Yayat menyinggung terkait implikasi pencapaian seputar Kota Layak Anak (KLA). Menurut dia, sebagian orang berpikir membangun taman atau infrastruktur dapat menyelesaikan masalah terkait KLA.
"Membuat taman di mana-mana, tapi pertanyaannya Apakah taman-taman tersebut dimanfaatkan? Apakah taman-taman itu ada yang mengelola? Apakah taman-taman itu ada dipelihara?”
“Kadang-kadang target kita sederhana, buat taman saja. Seakan-akan kita sudah menyelesaikan masalah. Belum. Ada unsur-unsur yang perlu kita lengkapi di dalamnya," imbuh dia.
Yayat memberikan contoh penanaman nilai ditanamkan melalui infrastruktur-infrastruktur yang sudah dibangun. Ia mengambil contoh penyediaan Ruang Publik Terpadu Ramah Anak (RPTRA) sebagai tempat bermain anak.
“Misalnya selama ini kita punya RPTRA yang sudah dibangun. Pertanyaannya, bagaimana anak-anak bermain di dalam itu itu harus ada aturan. Untuk apa? Penanaman nilai. Di situlah budaya ditanamkan," ujar dia.
Selain penanaman nilai pada anak, Yayat juga mengatakan bahwa pembentukan perilaku masyarakat terhadap anak juga merupakan salah satu aspek penting dalam hal pembangunan kota yang ramah anak. Yayat juga membahas mengenai kultur baru yang bisa membangun kota ramah anak, yaitu kota yang welas asih dan peduli pada anak.
“Nah, kita perlu kultur baru untuk membangun kota yang welas asih. Namanya compassionate cities. Kota ini membangun kesadaran, apakah hati kita tergetar (atau) tidak ketika misalnya melihat anak yang mengemis di lampu merah? Kita tergetar (atau) tidak ketika melihat anak-anak harus berjualan, meninggalkan sekolah. Jadi kalau warga kota sampai tidak tergetar hatinya melihat anak-anak yang terlantar, tidak sekolah, anak-anak yang tawuran, anak-anak yang dieksploitasi, artinya kota itu masih sangat lemah dalam penanaman nilai welas asih, yaitu nilai kepedulian pada anak-anak itu sendiri," ujar dia.

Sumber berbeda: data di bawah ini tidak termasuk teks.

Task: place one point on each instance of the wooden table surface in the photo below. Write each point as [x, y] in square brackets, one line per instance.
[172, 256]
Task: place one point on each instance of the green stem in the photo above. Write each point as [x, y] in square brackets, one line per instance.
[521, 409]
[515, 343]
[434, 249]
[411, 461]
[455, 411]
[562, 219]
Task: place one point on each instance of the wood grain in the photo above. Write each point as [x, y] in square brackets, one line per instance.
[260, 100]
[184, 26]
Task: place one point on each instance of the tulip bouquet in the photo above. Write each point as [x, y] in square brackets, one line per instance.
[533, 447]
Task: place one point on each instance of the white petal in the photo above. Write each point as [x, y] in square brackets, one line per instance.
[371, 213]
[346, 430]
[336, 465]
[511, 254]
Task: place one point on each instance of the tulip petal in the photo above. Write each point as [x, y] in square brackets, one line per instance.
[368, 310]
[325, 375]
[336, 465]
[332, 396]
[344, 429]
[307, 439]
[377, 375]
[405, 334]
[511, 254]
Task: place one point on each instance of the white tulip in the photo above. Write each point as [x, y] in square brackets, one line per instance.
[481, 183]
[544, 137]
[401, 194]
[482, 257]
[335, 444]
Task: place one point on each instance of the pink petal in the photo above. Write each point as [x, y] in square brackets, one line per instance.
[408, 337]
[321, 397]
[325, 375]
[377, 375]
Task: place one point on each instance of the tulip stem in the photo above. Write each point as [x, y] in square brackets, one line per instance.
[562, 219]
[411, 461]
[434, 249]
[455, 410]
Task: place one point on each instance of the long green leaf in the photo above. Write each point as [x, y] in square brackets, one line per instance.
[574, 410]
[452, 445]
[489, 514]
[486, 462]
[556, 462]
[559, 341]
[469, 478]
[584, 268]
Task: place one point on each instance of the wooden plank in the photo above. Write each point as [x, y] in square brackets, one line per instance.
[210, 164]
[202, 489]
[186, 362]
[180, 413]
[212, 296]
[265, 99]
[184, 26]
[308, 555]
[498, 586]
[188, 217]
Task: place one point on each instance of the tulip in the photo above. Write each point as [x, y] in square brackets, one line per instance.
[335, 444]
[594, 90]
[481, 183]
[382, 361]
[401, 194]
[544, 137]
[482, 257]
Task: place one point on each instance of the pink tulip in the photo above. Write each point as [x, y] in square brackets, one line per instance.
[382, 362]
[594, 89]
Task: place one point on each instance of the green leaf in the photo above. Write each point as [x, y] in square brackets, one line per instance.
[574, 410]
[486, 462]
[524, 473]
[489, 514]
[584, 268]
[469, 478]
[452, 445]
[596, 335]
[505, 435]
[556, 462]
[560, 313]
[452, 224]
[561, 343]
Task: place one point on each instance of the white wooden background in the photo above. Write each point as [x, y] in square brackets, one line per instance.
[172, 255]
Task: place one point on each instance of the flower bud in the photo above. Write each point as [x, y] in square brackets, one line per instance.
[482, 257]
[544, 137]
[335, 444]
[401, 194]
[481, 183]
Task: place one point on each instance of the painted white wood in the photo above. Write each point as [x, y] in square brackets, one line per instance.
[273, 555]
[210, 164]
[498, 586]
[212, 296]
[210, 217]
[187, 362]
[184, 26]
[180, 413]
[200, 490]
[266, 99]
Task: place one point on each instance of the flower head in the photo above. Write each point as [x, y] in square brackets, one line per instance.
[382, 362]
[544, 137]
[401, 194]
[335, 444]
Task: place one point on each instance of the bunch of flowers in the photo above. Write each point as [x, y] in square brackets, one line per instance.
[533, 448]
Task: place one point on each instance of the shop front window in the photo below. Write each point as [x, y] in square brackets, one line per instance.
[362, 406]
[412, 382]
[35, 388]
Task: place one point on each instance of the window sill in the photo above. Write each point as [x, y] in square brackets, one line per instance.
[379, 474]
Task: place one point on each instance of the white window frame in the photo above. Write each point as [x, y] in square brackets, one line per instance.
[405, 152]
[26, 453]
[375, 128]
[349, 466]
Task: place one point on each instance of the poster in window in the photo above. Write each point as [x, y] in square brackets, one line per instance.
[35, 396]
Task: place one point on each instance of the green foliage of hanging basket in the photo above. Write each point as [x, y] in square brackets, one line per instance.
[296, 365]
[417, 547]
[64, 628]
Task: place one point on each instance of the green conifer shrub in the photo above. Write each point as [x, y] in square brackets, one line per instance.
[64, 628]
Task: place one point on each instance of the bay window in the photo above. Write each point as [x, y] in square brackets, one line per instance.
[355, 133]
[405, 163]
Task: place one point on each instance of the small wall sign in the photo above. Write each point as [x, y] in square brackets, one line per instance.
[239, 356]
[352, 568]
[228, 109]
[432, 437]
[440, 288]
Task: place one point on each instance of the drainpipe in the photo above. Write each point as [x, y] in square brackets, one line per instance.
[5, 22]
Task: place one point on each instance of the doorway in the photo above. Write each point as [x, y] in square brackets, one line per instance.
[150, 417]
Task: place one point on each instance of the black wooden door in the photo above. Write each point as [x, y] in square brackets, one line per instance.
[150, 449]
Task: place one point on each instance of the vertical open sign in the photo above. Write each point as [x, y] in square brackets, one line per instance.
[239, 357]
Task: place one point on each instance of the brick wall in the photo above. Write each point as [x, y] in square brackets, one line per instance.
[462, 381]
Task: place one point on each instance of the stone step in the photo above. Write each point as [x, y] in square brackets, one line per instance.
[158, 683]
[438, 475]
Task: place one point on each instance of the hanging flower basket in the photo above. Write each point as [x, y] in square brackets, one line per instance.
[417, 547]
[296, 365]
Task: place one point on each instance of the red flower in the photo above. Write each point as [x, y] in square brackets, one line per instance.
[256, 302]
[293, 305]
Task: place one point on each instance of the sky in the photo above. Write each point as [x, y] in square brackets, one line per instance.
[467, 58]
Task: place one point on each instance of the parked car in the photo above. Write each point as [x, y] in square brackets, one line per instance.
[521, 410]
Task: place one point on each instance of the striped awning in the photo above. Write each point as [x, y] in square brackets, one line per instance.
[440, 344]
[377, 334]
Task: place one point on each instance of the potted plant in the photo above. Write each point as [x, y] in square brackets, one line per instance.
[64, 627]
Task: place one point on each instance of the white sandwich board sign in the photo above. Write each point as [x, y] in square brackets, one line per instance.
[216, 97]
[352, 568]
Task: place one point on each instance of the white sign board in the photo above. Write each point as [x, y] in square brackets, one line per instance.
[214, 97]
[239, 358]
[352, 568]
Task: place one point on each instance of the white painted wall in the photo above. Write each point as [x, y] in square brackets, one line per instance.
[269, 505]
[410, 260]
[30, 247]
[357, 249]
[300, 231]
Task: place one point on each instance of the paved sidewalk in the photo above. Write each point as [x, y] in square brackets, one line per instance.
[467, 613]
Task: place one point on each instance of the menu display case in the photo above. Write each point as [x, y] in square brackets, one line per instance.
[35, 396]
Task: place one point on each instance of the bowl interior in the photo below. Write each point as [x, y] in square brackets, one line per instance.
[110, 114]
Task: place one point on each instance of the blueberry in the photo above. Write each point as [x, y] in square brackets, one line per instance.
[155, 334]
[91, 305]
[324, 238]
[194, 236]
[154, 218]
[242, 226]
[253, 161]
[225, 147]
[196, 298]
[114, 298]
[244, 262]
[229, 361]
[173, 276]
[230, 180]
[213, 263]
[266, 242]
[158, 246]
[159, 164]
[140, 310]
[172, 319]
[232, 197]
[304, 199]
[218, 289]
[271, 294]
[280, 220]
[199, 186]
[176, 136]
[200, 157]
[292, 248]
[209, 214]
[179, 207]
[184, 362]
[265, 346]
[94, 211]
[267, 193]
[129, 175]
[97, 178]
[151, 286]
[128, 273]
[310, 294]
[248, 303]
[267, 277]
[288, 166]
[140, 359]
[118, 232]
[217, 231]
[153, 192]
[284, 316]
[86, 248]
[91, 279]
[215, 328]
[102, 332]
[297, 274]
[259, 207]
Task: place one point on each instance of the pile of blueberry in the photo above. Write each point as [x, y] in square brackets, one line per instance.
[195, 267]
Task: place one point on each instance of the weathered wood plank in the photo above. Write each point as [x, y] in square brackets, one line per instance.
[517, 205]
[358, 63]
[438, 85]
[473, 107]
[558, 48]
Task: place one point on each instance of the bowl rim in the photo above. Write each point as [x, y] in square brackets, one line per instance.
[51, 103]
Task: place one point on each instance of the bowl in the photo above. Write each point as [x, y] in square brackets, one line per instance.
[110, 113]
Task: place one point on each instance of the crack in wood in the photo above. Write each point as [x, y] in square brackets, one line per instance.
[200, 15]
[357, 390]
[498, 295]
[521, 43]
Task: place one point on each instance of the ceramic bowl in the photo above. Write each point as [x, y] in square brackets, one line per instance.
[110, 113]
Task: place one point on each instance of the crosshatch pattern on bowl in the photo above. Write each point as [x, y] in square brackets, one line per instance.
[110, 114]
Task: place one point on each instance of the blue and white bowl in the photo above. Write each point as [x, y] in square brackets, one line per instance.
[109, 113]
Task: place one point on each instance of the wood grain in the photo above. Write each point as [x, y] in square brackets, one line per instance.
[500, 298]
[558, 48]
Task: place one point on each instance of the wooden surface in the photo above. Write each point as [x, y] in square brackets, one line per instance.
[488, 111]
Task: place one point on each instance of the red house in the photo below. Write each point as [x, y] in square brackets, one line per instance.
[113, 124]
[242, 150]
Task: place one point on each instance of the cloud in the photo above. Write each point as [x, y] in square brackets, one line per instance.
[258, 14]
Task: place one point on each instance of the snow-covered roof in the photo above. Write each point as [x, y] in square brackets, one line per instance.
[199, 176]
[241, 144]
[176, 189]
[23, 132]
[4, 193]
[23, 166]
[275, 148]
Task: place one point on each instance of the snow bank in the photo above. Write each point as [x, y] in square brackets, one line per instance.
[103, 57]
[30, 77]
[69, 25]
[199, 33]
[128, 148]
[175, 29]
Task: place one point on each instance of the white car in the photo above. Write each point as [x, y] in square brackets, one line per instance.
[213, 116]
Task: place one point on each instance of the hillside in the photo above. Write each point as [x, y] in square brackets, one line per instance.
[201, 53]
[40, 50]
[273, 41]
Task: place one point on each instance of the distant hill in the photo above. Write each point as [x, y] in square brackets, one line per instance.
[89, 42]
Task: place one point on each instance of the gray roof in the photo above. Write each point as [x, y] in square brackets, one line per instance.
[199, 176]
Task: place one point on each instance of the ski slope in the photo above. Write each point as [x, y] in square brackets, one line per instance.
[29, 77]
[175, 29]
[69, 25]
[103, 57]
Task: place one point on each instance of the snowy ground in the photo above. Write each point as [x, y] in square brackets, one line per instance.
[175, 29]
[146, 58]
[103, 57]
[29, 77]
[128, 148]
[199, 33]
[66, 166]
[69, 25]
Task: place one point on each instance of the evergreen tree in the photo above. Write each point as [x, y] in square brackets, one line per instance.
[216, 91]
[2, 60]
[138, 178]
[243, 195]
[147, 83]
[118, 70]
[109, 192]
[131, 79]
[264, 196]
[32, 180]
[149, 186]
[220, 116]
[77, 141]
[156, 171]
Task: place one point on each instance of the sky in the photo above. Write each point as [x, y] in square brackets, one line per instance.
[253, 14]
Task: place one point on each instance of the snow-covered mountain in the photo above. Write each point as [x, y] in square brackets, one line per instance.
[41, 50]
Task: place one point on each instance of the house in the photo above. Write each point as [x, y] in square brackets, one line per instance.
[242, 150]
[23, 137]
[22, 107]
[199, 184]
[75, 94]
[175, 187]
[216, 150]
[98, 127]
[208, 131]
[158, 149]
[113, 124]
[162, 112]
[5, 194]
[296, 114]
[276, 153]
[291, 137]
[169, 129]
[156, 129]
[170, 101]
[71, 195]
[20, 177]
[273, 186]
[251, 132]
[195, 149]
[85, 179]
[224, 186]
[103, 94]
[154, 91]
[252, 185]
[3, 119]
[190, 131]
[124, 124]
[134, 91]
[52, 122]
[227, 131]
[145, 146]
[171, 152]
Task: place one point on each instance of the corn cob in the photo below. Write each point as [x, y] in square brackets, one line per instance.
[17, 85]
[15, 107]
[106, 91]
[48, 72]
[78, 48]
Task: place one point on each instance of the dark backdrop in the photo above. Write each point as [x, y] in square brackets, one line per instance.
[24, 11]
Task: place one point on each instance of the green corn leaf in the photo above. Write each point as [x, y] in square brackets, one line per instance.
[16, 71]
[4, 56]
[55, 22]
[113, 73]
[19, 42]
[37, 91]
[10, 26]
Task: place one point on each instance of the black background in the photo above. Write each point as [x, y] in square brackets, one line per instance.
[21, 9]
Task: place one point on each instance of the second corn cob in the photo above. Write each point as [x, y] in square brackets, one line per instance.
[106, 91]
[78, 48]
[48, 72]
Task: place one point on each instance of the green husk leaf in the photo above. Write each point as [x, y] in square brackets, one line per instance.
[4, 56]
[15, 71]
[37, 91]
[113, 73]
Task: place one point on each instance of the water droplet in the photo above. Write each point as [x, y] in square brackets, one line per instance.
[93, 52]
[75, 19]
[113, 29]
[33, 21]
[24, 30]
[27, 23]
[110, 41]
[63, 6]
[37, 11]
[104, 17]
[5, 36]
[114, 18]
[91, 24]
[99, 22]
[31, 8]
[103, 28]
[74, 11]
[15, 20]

Yayat juga sempat mengkritisi 24 indikator Kabupaten/Kota Layak Anak (KLA) dari Kemen PPPA yang dinilai terlalu banyak, sehingga untuk mencapai KLA dibutuhkan proses yang rumit dan panjang.
“Inilah menjadi PR bersama kita perlu tidak merubah aturan ketentuan tentang sebuah Kota Ramah Anak. kalau ini terlalu banyak, terlalu ribet, terlalu panjang, memakan cost yang sangat besar, maka mencapainya makin sulit. Maka indikator-indikatornya perlu kita evaluasi kembali mana yang paling mudah untuk menghilangkan persoalan," tandasnya.